Je cite « …les inégalités de santé, concrètement mesurées par les taux de morbidité et de mortalité, la fréquence des handicaps moteurs ou des troubles mentaux, l’espérance et la qualité de vie, sont aussi des inégalités sociales » ainsi « la question posée ici porte sur la manière dont les inégalités produites par les sociétés s’expriment dans les corps, dont le social se transcrit dans le biologique ».
Autrement dit : pourquoi, le risque pour un manœuvre de mourir entre trente-cinq et soixante-cinq ans est-il plus de trois fois supérieur à celui d’un ingénieur.
« Il y va donc d’une inégalité fondamentale, car elle touche les êtres humains dans leur vie, c’est-à-dire, pour reprendre la distinction qu’Hannah Arendt tient pour essentielle dans la condition humaine, à la fois dans leur vie physique, leur existence biologique, dont les inégalités devant la mort donnent précisément la mesure, et dans leur vie sociale, leur reconnaissance comme sujet politique, ce que les débats autour des inégalités d’accès aux soins montrent bien ».
Les disparités sociales de santé relèvent bien d’un enjeu politique : elles constituent des inégalités qui contreviennent à l’idéal démocratique.
Une des hypothèses qui permettent d’expliquer le relatif désintérêt pour la question des inégalités sociales de santé provient probablement en grande partie de l’absence de demande sociale et politique, la création de la sécurité sociale après la seconde guerre mondiale a laissé penser dans un contexte de croissance économique où la pauvreté était considérée comme résiduelle, que l’intégration de la population dans un système universel de protection sociale résoudrait le problème des inégalités de santé, appréhendée là encore essentiellement en terme d’accès aux soins.

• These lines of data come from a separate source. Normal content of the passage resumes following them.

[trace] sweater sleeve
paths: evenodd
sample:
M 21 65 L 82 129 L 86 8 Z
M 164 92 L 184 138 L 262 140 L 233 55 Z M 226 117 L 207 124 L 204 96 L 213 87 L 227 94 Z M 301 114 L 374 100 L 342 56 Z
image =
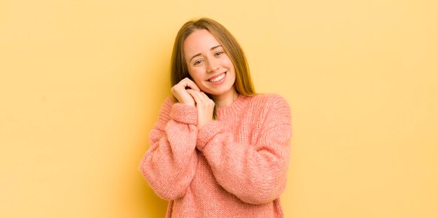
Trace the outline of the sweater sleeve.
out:
M 255 145 L 239 143 L 218 121 L 199 130 L 197 145 L 218 182 L 253 204 L 280 196 L 285 187 L 290 157 L 292 128 L 288 103 L 274 95 L 262 110 L 264 119 L 251 126 L 259 131 Z
M 139 169 L 154 191 L 171 201 L 182 197 L 196 173 L 196 107 L 163 103 L 150 134 L 150 147 Z

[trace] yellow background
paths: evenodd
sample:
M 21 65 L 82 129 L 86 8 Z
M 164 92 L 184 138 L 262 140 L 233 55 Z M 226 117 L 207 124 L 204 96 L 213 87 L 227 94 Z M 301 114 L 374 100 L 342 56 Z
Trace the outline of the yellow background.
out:
M 179 27 L 290 103 L 286 217 L 438 217 L 435 0 L 0 1 L 0 217 L 162 217 L 137 166 Z

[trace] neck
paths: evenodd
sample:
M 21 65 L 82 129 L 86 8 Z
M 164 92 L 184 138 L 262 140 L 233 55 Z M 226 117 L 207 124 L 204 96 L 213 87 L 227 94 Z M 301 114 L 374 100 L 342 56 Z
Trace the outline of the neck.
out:
M 230 106 L 238 97 L 239 94 L 234 89 L 226 94 L 211 96 L 218 108 Z

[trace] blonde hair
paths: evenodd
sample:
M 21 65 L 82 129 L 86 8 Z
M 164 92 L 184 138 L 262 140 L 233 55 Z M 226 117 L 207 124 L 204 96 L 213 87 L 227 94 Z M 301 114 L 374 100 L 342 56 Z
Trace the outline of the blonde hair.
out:
M 195 31 L 206 29 L 223 47 L 229 57 L 236 71 L 234 87 L 238 94 L 244 96 L 256 94 L 251 80 L 249 66 L 243 50 L 234 37 L 218 22 L 206 17 L 187 22 L 178 31 L 175 38 L 171 59 L 171 86 L 178 84 L 185 78 L 191 78 L 184 57 L 184 41 Z M 176 99 L 174 99 L 176 100 Z M 216 110 L 213 117 L 216 118 Z

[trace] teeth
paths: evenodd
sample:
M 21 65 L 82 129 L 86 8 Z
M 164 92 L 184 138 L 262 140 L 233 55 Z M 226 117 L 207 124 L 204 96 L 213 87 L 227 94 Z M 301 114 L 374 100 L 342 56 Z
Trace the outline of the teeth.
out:
M 219 75 L 218 77 L 217 77 L 216 78 L 213 78 L 213 79 L 209 80 L 209 81 L 210 81 L 211 82 L 218 82 L 218 81 L 222 80 L 222 78 L 223 78 L 224 76 L 225 76 L 225 73 L 221 74 L 220 75 Z

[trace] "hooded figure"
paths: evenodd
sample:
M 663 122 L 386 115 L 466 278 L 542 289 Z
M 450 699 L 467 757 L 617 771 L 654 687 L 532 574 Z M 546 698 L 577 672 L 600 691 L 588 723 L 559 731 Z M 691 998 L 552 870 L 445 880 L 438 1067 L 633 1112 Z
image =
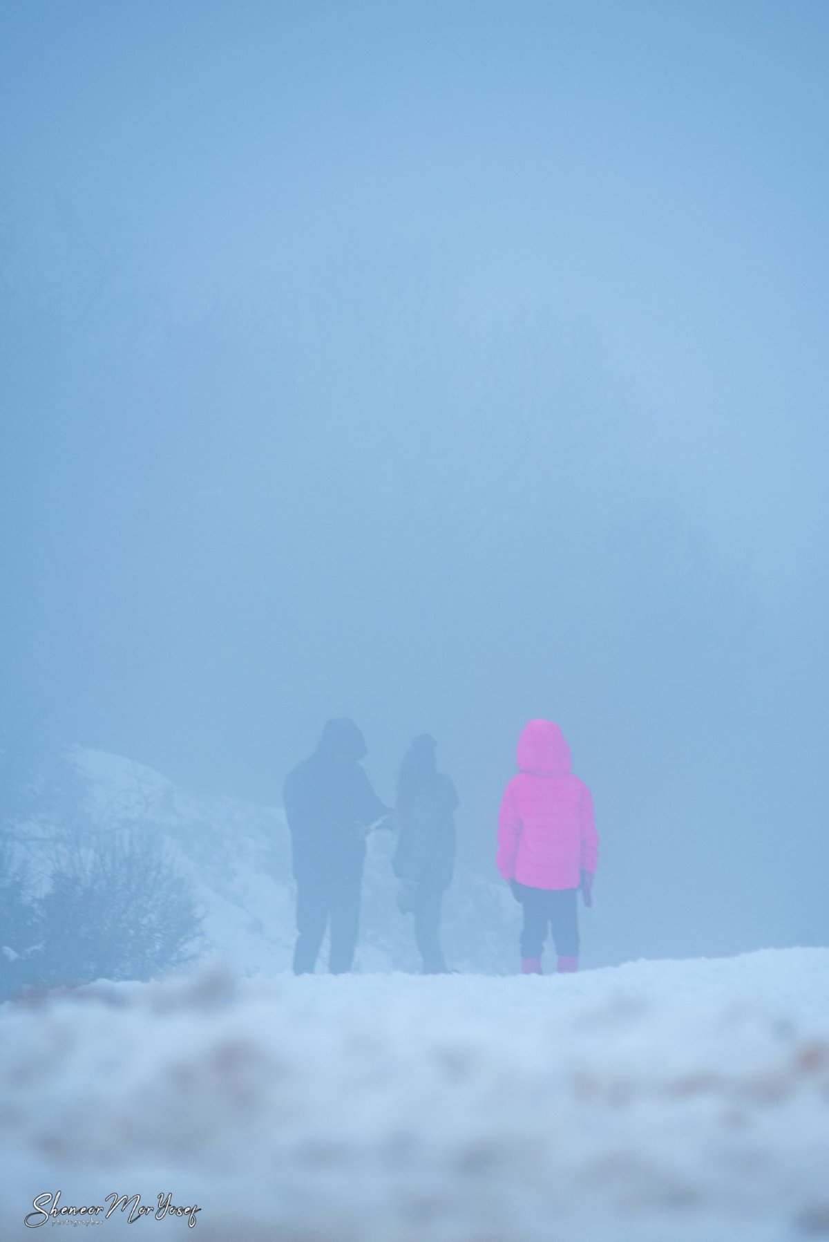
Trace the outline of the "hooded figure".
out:
M 329 720 L 314 754 L 288 774 L 284 807 L 297 881 L 295 975 L 314 970 L 330 923 L 329 969 L 351 969 L 360 927 L 365 837 L 388 815 L 360 766 L 366 743 L 354 720 Z
M 441 945 L 441 904 L 454 871 L 454 811 L 458 795 L 439 773 L 436 740 L 423 733 L 411 744 L 397 780 L 400 836 L 392 871 L 401 881 L 398 905 L 415 915 L 415 940 L 424 975 L 446 974 Z
M 598 858 L 591 792 L 570 770 L 570 746 L 552 720 L 530 720 L 518 745 L 519 775 L 498 820 L 498 869 L 524 904 L 521 969 L 541 974 L 551 925 L 558 970 L 578 969 L 576 894 L 592 904 Z

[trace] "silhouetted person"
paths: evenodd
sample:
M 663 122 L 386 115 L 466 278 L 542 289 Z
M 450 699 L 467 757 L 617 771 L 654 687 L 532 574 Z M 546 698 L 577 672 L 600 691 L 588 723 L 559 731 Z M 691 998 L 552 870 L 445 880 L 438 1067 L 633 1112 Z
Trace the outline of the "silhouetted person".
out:
M 504 791 L 498 869 L 524 905 L 521 971 L 541 974 L 547 927 L 558 972 L 578 970 L 578 907 L 592 905 L 598 837 L 593 799 L 570 770 L 570 746 L 552 720 L 530 720 L 518 745 L 519 774 Z
M 415 738 L 397 780 L 400 836 L 392 869 L 401 883 L 400 909 L 415 915 L 415 940 L 423 974 L 444 974 L 441 945 L 441 905 L 454 872 L 454 810 L 458 795 L 448 776 L 437 770 L 436 741 Z
M 295 975 L 311 972 L 330 923 L 329 970 L 351 969 L 369 827 L 390 814 L 360 766 L 366 743 L 354 720 L 329 720 L 316 750 L 285 780 L 297 881 Z

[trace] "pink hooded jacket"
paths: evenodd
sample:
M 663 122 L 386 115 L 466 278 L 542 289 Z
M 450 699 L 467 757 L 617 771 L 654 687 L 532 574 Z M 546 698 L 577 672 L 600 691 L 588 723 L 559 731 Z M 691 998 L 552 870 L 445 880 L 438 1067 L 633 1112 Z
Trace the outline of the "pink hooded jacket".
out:
M 578 888 L 596 871 L 593 799 L 570 770 L 570 746 L 552 720 L 530 720 L 518 745 L 521 769 L 498 817 L 498 869 L 531 888 Z

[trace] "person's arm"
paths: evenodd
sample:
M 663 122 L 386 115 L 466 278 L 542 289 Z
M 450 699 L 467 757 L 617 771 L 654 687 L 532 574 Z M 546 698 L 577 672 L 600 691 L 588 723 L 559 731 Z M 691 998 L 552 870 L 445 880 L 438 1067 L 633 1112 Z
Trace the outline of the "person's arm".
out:
M 585 905 L 593 904 L 593 876 L 598 863 L 598 836 L 596 832 L 596 817 L 593 815 L 593 799 L 587 785 L 582 786 L 582 796 L 578 804 L 578 831 L 581 836 L 581 872 L 582 895 Z
M 392 809 L 380 801 L 359 764 L 355 764 L 354 809 L 356 822 L 361 828 L 370 828 L 377 820 L 385 820 L 392 814 Z
M 495 863 L 504 879 L 515 879 L 515 856 L 521 838 L 521 816 L 515 806 L 511 782 L 504 791 L 498 816 L 498 856 Z

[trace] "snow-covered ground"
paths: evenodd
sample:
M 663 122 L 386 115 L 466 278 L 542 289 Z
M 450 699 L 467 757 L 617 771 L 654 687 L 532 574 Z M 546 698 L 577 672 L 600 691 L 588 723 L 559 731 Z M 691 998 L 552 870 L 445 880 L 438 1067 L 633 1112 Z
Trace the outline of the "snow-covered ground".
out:
M 288 969 L 295 891 L 280 807 L 196 796 L 144 764 L 102 750 L 78 746 L 67 758 L 52 796 L 60 814 L 24 820 L 17 827 L 20 861 L 34 876 L 50 874 L 53 840 L 62 840 L 65 822 L 82 825 L 92 842 L 101 840 L 96 833 L 120 830 L 151 835 L 204 915 L 197 959 L 220 955 L 241 975 Z M 393 846 L 390 832 L 369 838 L 356 963 L 362 971 L 419 969 L 412 920 L 395 903 Z M 491 881 L 473 872 L 457 877 L 443 920 L 452 965 L 511 971 L 518 925 L 518 905 L 494 872 Z
M 215 970 L 7 1004 L 0 1165 L 7 1242 L 58 1190 L 200 1207 L 192 1228 L 62 1217 L 96 1237 L 829 1235 L 829 950 L 562 977 Z

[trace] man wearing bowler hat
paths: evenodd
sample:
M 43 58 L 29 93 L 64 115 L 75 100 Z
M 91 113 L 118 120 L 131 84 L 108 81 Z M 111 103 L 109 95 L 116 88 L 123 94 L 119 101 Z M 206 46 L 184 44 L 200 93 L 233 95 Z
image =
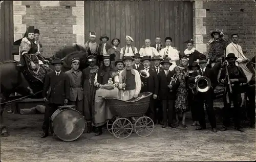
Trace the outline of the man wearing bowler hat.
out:
M 236 65 L 236 60 L 238 59 L 234 54 L 229 53 L 225 58 L 228 62 L 227 68 L 223 68 L 221 71 L 220 76 L 220 82 L 224 84 L 226 87 L 224 95 L 224 117 L 223 127 L 221 131 L 225 131 L 229 124 L 229 108 L 230 103 L 233 101 L 233 111 L 234 112 L 234 126 L 236 129 L 240 131 L 243 131 L 240 126 L 240 104 L 241 101 L 240 83 L 246 83 L 247 78 L 241 67 Z M 228 83 L 227 78 L 228 74 L 229 80 L 231 83 Z M 229 88 L 228 84 L 231 84 L 231 89 Z
M 69 78 L 69 104 L 75 105 L 76 109 L 83 113 L 82 89 L 82 73 L 78 70 L 80 64 L 79 58 L 74 58 L 71 61 L 71 70 L 65 72 Z
M 48 102 L 48 106 L 46 107 L 42 124 L 44 133 L 41 138 L 45 138 L 49 135 L 50 118 L 52 114 L 58 106 L 67 104 L 69 99 L 69 80 L 67 74 L 61 71 L 63 63 L 60 59 L 56 59 L 52 64 L 54 66 L 55 71 L 46 75 L 43 88 L 44 101 Z M 50 91 L 48 96 L 48 91 Z M 52 128 L 51 128 L 53 133 Z

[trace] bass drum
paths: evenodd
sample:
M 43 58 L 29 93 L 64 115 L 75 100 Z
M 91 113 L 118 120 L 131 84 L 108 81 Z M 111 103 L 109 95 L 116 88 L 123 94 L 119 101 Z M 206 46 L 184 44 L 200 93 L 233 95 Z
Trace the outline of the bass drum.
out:
M 52 129 L 59 139 L 64 141 L 73 141 L 82 135 L 85 128 L 83 116 L 73 108 L 73 105 L 58 107 L 51 117 Z

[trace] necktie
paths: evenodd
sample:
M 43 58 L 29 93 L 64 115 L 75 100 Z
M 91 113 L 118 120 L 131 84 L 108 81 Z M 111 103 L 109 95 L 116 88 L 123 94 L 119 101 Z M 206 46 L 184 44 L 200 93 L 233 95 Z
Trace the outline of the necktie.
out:
M 157 52 L 159 52 L 160 51 L 160 44 L 157 44 Z

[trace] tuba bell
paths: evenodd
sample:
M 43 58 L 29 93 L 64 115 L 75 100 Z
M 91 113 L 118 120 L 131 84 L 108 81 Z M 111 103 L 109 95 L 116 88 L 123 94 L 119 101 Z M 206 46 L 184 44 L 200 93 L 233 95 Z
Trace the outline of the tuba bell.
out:
M 202 77 L 198 79 L 195 85 L 198 91 L 205 92 L 210 89 L 211 82 L 207 77 Z
M 150 77 L 150 73 L 145 69 L 140 71 L 139 73 L 140 76 L 143 78 L 146 78 Z

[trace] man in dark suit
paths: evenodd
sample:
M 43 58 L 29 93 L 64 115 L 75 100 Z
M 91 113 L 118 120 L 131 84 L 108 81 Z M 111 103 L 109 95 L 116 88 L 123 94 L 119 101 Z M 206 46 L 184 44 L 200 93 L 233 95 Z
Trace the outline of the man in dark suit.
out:
M 134 64 L 133 65 L 133 68 L 137 70 L 138 71 L 140 71 L 144 69 L 144 66 L 141 64 L 140 61 L 141 60 L 141 57 L 139 53 L 137 53 L 133 56 L 134 59 Z
M 155 41 L 156 41 L 156 44 L 151 45 L 151 47 L 155 48 L 156 49 L 157 49 L 157 52 L 159 53 L 161 50 L 164 48 L 165 47 L 163 44 L 161 43 L 160 37 L 158 36 L 156 36 Z
M 217 132 L 216 129 L 216 118 L 214 111 L 214 89 L 218 84 L 217 77 L 214 72 L 209 69 L 207 66 L 207 61 L 206 60 L 206 57 L 204 55 L 202 55 L 199 57 L 197 62 L 200 68 L 199 69 L 199 75 L 196 77 L 189 78 L 188 79 L 195 84 L 198 79 L 201 77 L 206 77 L 209 78 L 211 83 L 210 89 L 206 92 L 201 92 L 198 91 L 195 95 L 194 104 L 197 105 L 197 115 L 200 126 L 196 128 L 196 130 L 205 129 L 206 125 L 205 123 L 205 117 L 204 114 L 204 103 L 205 105 L 206 112 L 208 115 L 209 121 L 210 122 L 212 131 Z M 200 83 L 198 83 L 200 84 Z
M 152 61 L 154 61 L 154 65 L 152 65 L 152 68 L 157 73 L 157 75 L 159 74 L 160 72 L 162 70 L 162 68 L 160 66 L 161 61 L 163 59 L 161 58 L 160 56 L 156 56 L 153 59 Z M 156 115 L 156 119 L 157 120 L 157 123 L 161 125 L 163 125 L 162 122 L 162 107 L 161 106 L 161 101 L 159 100 L 159 98 L 158 97 L 157 99 L 155 101 L 155 105 L 154 106 L 154 109 L 155 111 L 155 113 Z
M 154 123 L 156 123 L 156 119 L 155 118 L 155 112 L 154 106 L 155 100 L 157 99 L 158 93 L 158 80 L 157 74 L 152 68 L 150 67 L 150 61 L 151 59 L 148 56 L 143 56 L 141 62 L 144 66 L 144 70 L 149 74 L 148 77 L 140 76 L 142 86 L 140 90 L 141 92 L 151 92 L 153 94 L 153 97 L 150 100 L 150 107 L 147 110 L 147 115 L 152 119 Z
M 49 102 L 49 106 L 46 106 L 42 124 L 44 133 L 41 138 L 45 138 L 49 135 L 50 118 L 58 109 L 58 107 L 67 104 L 68 102 L 69 91 L 69 80 L 67 75 L 61 71 L 63 63 L 57 59 L 52 63 L 55 71 L 47 74 L 44 86 L 42 96 L 45 102 Z M 50 95 L 47 97 L 47 92 L 50 88 Z M 53 133 L 51 129 L 52 133 Z
M 176 127 L 173 124 L 173 117 L 174 116 L 174 103 L 176 99 L 176 91 L 179 87 L 179 80 L 171 84 L 172 77 L 175 73 L 169 70 L 172 63 L 165 59 L 161 62 L 163 68 L 157 75 L 159 84 L 158 97 L 162 103 L 162 115 L 163 117 L 163 125 L 162 128 L 165 128 L 167 126 L 167 119 L 168 125 L 171 128 Z M 168 112 L 167 109 L 168 109 Z

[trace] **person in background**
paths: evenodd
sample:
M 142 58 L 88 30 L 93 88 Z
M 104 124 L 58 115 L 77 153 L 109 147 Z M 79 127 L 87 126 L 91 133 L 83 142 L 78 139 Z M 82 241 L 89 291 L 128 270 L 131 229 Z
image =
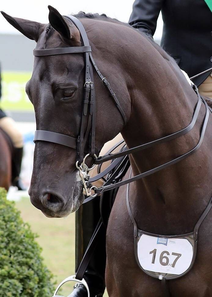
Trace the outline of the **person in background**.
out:
M 189 77 L 212 67 L 212 2 L 135 0 L 129 24 L 153 38 L 160 12 L 163 21 L 161 46 Z M 212 99 L 211 71 L 193 80 L 200 94 Z
M 0 71 L 0 99 L 2 95 L 2 85 Z M 18 190 L 25 190 L 19 177 L 23 154 L 24 142 L 22 134 L 17 128 L 15 122 L 11 118 L 7 116 L 0 108 L 0 128 L 9 136 L 13 146 L 12 157 L 12 180 L 13 186 L 16 187 Z

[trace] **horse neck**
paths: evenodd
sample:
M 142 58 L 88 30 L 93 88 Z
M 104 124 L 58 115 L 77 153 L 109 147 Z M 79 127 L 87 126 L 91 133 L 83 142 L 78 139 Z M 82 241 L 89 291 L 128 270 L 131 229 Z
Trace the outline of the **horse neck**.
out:
M 132 68 L 136 74 L 133 76 L 131 71 L 132 81 L 137 82 L 130 86 L 131 113 L 122 132 L 130 148 L 169 135 L 188 125 L 197 102 L 196 95 L 179 69 L 171 60 L 165 60 L 155 49 L 148 45 L 148 49 L 143 52 L 140 63 L 137 60 L 134 63 L 133 59 L 130 61 L 130 69 Z M 188 133 L 133 154 L 130 159 L 133 175 L 164 164 L 194 147 L 199 139 L 205 112 L 202 104 L 196 124 Z M 201 153 L 198 151 L 186 160 L 130 186 L 130 193 L 133 193 L 130 199 L 132 207 L 139 225 L 145 229 L 145 222 L 152 214 L 151 217 L 154 218 L 148 224 L 150 230 L 147 230 L 150 232 L 177 234 L 192 230 L 205 206 L 201 199 L 205 199 L 206 203 L 209 201 L 208 187 L 201 190 L 199 187 L 201 183 L 204 183 L 205 172 L 202 167 L 205 165 L 208 144 L 204 146 Z M 210 174 L 211 177 L 212 172 Z M 196 207 L 193 210 L 194 204 Z M 144 213 L 142 212 L 141 218 L 141 209 Z M 186 216 L 191 209 L 193 211 L 186 227 L 183 223 L 177 226 L 173 224 L 179 213 Z M 163 225 L 166 226 L 165 229 L 158 227 L 159 220 L 166 222 Z

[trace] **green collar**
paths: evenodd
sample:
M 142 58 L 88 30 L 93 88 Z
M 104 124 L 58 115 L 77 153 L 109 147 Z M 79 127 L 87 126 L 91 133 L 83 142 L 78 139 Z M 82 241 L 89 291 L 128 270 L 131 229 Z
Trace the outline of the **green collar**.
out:
M 212 12 L 212 0 L 205 0 L 205 1 Z

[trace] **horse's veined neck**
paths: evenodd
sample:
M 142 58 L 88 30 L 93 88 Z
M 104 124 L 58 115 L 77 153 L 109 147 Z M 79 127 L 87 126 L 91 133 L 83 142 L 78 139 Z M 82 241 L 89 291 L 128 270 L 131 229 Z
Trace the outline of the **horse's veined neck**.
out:
M 133 64 L 133 59 L 131 62 Z M 130 91 L 131 114 L 122 133 L 130 147 L 186 127 L 191 120 L 197 100 L 177 65 L 171 60 L 165 60 L 155 49 L 149 46 L 143 51 L 137 65 L 134 85 Z M 132 66 L 136 67 L 136 63 Z M 134 154 L 131 160 L 134 163 L 134 175 L 189 151 L 198 141 L 199 131 L 196 125 L 188 135 Z

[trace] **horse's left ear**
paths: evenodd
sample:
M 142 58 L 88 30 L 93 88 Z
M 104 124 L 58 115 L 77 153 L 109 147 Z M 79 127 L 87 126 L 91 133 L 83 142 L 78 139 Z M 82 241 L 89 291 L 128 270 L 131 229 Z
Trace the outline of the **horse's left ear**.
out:
M 79 32 L 76 27 L 71 24 L 69 26 L 64 18 L 54 7 L 49 5 L 48 8 L 49 9 L 49 20 L 52 27 L 66 41 L 80 40 Z
M 42 24 L 24 19 L 14 17 L 3 11 L 2 14 L 7 21 L 25 36 L 36 42 L 39 37 L 40 29 Z

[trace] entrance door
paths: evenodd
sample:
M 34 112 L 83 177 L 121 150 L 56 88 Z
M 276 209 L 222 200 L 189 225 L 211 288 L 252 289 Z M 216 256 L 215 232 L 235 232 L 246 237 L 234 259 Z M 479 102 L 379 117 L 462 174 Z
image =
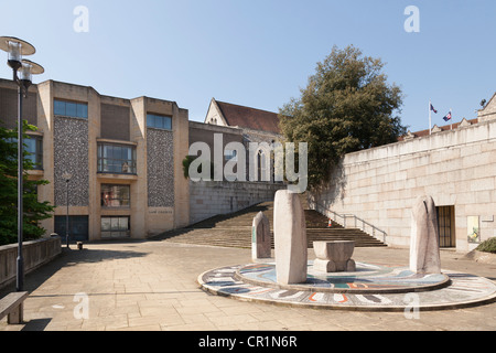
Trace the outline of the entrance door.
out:
M 455 224 L 454 224 L 454 206 L 439 206 L 439 246 L 454 247 L 455 245 Z

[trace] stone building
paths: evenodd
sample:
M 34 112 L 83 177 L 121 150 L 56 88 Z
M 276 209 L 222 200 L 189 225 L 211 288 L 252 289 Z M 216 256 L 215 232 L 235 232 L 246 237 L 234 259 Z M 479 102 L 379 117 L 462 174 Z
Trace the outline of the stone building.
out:
M 279 128 L 279 116 L 276 113 L 225 103 L 212 98 L 205 124 L 236 128 L 241 131 L 242 143 L 249 150 L 249 143 L 267 143 L 261 146 L 255 154 L 249 171 L 249 156 L 247 156 L 247 180 L 273 181 L 273 152 L 271 145 L 282 140 Z
M 17 101 L 17 85 L 0 79 L 0 120 L 9 128 Z M 42 223 L 47 234 L 66 234 L 67 188 L 73 240 L 142 238 L 188 224 L 186 109 L 46 81 L 31 86 L 23 113 L 37 127 L 26 141 L 37 163 L 30 178 L 50 182 L 39 199 L 56 206 Z

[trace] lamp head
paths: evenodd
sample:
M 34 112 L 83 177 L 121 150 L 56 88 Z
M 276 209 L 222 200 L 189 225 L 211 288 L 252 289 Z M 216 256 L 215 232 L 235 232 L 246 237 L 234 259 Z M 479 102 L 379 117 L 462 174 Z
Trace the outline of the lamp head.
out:
M 0 50 L 8 53 L 8 64 L 14 71 L 22 66 L 23 55 L 33 55 L 36 52 L 33 45 L 15 36 L 0 36 Z

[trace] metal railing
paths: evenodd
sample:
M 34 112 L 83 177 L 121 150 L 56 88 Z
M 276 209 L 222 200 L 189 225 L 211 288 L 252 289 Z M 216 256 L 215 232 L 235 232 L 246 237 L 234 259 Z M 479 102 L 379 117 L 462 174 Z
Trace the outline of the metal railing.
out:
M 328 214 L 331 214 L 332 216 L 330 217 L 332 221 L 335 221 L 337 223 L 341 223 L 343 225 L 343 227 L 345 228 L 357 228 L 360 229 L 362 232 L 365 232 L 369 235 L 371 235 L 373 237 L 379 239 L 380 234 L 382 235 L 382 243 L 386 243 L 386 237 L 387 237 L 387 233 L 379 229 L 378 227 L 376 227 L 374 224 L 368 223 L 367 221 L 362 220 L 360 217 L 357 217 L 354 214 L 338 214 L 330 208 L 327 208 L 326 206 L 315 203 L 316 208 L 315 211 L 319 211 L 320 213 L 326 213 L 326 215 L 328 216 Z M 341 220 L 341 222 L 338 221 L 338 218 Z M 348 218 L 352 220 L 352 222 L 348 221 Z M 362 225 L 362 227 L 359 227 L 358 225 Z M 367 232 L 367 228 L 370 229 L 370 232 Z M 376 235 L 377 233 L 377 235 Z

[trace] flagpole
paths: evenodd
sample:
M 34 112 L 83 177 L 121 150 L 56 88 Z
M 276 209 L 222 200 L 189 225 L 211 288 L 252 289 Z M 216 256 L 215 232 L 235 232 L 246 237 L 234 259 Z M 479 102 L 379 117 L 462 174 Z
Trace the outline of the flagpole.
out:
M 450 126 L 450 130 L 453 130 L 453 113 L 452 113 L 452 108 L 450 108 L 450 115 L 451 115 L 451 126 Z
M 432 103 L 431 99 L 429 99 L 429 135 L 432 135 Z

Le traitement politique de l’accroissement des dépenses de santé ne paraît pas tenir compte jusqu’à présent de l’approche suggérée par le rapport Soubie (1993) : « A force de concentrer notre attention sur le système de soins, nous avons oublié de décrypter les rouages complexes qui relient santé et bien-être », la régulation de la consommation des soins reste largement prioritaire.
La conséquence de ce processus par lequel l’exercice en cabinet libéral entre dans les mœurs au point que toute autre forme de pratique a un caractère exceptionnel, est de favoriser la tendance à considérer la santé d’un point de vue individualiste.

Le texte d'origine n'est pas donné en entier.